About fifteen minutes into this movie, Becca asked me how it was and I was just about to say dreadful but then — you guessed it — Frank Stallone showed up as a duke named Duke and a keyboard-driven rock band with a lead singer with star sunglasses takes the stage to play the schmaltziest of music and I said, “How the fuck have Vinegar Syndrome not released this?”
In fact, no one has. This hasn’t even come out on DVD yet.
Ludwig’s girlfriend Colette is played by Christine Lunde who was the girl in Heaven 17’s video for “Trouble,” plus she’s also in Mankillers, Patty Hearst and Young Rebels. Her accent is, at best, impenetrable and I love every single line she says in this, a mixture of babygirl cooing and an approximation of English that shortcircuited YouTube’s predictive closed captioning.
This movie is bafflingly wonderful as it can be both good and bad in equal measure. Sure, most normal people would hate it, but someone said to me the other night that they’re very impressed by my defense of movies that other people look down upon. This has a game of human chess, slashings inspired by Poe stories, Herbert Lom being Herbert Lom, the worst French accents ever, neo-punk dancers, choreographer Neil McKay and the Razzle Jazzle Dance Company (who also show up in Brutal Glory and Outlaw of Gor), Ludwig turning to a secret female doctor who injects him with age-defying medicine in a sub-plot that is forgotten, the songs “Twilight Zone,””I Can Rely On You,”, “Magical Mystery” and “Where Do We Go From Here,” a black cat that drops in out of nowhere just to give this a jump scare, a concluding catfight and a murder by loom.

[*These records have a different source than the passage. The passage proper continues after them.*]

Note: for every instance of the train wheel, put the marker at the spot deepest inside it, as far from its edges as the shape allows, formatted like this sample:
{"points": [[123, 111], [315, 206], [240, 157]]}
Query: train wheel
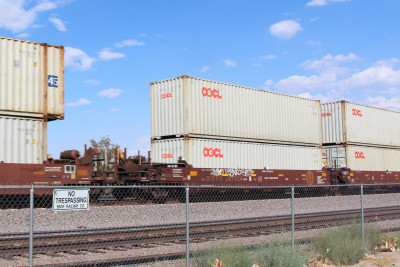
{"points": [[141, 195], [121, 193], [159, 195]]}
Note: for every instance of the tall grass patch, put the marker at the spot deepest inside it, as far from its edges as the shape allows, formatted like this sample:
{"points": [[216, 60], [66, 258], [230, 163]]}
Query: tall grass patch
{"points": [[344, 246]]}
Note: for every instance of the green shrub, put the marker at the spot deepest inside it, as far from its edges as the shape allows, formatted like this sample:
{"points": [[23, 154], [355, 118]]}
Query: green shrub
{"points": [[277, 253], [343, 245], [230, 255]]}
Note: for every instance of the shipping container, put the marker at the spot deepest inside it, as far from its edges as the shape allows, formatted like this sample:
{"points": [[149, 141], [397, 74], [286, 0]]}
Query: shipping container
{"points": [[210, 153], [31, 79], [362, 158], [22, 140], [348, 123], [187, 106]]}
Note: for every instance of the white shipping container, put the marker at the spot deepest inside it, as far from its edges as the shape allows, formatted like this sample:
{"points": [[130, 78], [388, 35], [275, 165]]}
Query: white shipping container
{"points": [[22, 140], [344, 122], [209, 153], [202, 108], [363, 158], [31, 79]]}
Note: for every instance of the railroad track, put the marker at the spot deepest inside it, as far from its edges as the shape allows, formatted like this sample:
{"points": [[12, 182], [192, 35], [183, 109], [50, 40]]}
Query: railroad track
{"points": [[74, 242]]}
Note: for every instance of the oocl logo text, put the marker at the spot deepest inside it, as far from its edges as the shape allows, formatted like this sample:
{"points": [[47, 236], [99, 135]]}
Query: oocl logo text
{"points": [[166, 95], [208, 92], [359, 155], [209, 152], [357, 112]]}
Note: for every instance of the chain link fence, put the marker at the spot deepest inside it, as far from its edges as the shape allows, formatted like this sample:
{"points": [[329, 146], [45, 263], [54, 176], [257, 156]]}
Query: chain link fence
{"points": [[176, 225]]}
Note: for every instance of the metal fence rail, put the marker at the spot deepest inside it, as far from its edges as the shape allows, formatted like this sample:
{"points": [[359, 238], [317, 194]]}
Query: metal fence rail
{"points": [[114, 225]]}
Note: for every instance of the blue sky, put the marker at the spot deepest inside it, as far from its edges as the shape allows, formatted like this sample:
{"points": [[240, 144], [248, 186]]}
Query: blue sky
{"points": [[322, 49]]}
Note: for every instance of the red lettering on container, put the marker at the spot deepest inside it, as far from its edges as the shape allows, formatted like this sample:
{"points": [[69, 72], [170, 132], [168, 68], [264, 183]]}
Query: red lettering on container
{"points": [[357, 112], [166, 95], [359, 155], [208, 92], [212, 152]]}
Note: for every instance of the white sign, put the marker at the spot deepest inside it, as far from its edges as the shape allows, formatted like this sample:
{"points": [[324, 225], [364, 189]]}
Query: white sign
{"points": [[70, 199]]}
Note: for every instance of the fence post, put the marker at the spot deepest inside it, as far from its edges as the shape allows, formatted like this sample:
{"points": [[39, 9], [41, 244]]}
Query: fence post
{"points": [[187, 226], [292, 219], [362, 213], [31, 208]]}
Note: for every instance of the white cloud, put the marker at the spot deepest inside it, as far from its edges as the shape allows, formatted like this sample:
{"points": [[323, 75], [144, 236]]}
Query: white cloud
{"points": [[229, 63], [380, 83], [59, 24], [389, 63], [374, 77], [268, 83], [76, 58], [285, 29], [297, 84], [205, 69], [314, 43], [15, 17], [80, 102], [129, 43], [110, 93], [92, 82], [269, 57], [106, 54], [23, 35], [323, 2], [382, 102], [329, 63]]}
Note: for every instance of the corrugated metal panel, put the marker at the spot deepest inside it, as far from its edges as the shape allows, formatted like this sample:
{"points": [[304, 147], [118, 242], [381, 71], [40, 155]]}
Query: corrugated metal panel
{"points": [[22, 140], [202, 108], [208, 153], [363, 158], [31, 78], [344, 122]]}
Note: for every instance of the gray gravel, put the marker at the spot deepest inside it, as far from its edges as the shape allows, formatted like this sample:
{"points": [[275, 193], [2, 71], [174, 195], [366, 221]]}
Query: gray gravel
{"points": [[17, 220]]}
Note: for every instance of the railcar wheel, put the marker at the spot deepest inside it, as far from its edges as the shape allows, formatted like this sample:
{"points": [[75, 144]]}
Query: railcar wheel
{"points": [[141, 195], [159, 196], [121, 193]]}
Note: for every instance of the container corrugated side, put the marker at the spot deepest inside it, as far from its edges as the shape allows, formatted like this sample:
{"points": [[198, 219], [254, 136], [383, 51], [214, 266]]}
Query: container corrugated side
{"points": [[363, 158], [209, 153], [345, 122], [31, 79], [202, 108], [22, 140]]}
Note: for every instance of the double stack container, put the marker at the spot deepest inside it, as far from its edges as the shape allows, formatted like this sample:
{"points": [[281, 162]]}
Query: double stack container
{"points": [[31, 94], [190, 114], [360, 137]]}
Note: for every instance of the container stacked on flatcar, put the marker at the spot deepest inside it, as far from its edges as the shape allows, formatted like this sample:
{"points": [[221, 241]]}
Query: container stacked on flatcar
{"points": [[31, 94], [217, 125], [360, 137]]}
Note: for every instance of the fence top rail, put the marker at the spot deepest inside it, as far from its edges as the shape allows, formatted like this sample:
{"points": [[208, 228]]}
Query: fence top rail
{"points": [[192, 186]]}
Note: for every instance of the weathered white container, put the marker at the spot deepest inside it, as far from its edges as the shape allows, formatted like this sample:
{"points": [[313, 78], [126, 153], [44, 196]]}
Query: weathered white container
{"points": [[209, 153], [31, 79], [362, 158], [187, 106], [22, 140], [349, 123]]}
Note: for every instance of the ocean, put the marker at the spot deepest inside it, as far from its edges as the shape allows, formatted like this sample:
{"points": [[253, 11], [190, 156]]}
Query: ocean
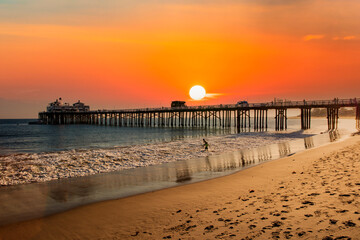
{"points": [[73, 165]]}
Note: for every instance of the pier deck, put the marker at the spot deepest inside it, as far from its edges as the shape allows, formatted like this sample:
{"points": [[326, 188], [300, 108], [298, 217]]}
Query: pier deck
{"points": [[223, 115]]}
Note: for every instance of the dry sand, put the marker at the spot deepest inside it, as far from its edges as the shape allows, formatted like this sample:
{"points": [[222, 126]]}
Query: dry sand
{"points": [[310, 195]]}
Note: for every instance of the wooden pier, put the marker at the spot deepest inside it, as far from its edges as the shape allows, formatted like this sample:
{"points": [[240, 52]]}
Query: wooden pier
{"points": [[241, 116]]}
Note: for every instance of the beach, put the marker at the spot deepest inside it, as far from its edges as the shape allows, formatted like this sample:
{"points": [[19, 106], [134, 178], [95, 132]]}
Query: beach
{"points": [[309, 195]]}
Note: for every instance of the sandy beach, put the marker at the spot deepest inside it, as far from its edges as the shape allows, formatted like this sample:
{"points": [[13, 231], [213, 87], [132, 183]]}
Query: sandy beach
{"points": [[310, 195]]}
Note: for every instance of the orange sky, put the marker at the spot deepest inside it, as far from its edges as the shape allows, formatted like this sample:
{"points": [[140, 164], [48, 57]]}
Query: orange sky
{"points": [[148, 53]]}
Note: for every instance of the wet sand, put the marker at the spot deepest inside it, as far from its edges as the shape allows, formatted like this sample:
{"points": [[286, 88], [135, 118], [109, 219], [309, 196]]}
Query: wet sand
{"points": [[310, 195]]}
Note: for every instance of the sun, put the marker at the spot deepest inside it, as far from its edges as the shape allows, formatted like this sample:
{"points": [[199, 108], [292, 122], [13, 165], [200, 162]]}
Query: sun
{"points": [[197, 92]]}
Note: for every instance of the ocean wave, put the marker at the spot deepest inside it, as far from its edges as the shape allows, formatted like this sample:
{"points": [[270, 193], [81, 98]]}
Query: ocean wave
{"points": [[40, 167]]}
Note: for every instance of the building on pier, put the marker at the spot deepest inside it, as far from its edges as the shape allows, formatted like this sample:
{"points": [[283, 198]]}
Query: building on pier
{"points": [[253, 115], [59, 106]]}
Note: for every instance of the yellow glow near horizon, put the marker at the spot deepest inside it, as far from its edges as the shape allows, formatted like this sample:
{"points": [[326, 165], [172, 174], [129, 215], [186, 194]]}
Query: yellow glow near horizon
{"points": [[197, 92]]}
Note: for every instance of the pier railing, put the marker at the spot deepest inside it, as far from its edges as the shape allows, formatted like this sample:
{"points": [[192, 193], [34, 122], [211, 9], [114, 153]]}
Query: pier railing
{"points": [[222, 115]]}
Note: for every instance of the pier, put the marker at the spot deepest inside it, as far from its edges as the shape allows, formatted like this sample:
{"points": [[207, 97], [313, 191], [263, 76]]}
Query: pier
{"points": [[240, 116]]}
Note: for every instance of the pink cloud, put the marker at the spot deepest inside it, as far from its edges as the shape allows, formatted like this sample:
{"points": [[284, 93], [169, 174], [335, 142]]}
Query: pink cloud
{"points": [[313, 37]]}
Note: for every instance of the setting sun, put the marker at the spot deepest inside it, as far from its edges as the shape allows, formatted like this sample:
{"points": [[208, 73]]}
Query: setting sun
{"points": [[197, 92]]}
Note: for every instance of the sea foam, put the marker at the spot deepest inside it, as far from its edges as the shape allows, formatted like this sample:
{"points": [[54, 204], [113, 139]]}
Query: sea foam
{"points": [[40, 167]]}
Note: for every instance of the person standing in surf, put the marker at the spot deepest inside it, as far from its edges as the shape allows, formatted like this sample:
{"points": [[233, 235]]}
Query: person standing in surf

“So much misery. So much madness,” says Ludwig at one point. Not for me. This is the kind of movie you’d rent in the early 90s or happen upon on cable in the middle of the night and then keep thinking of it for years.
I loved this movie. Loved. My devotion to movies like this is why I’ll never get to be an approved Rotten Tomatoes reviewer but man, screw that site and how its logo ruins DVD cover art.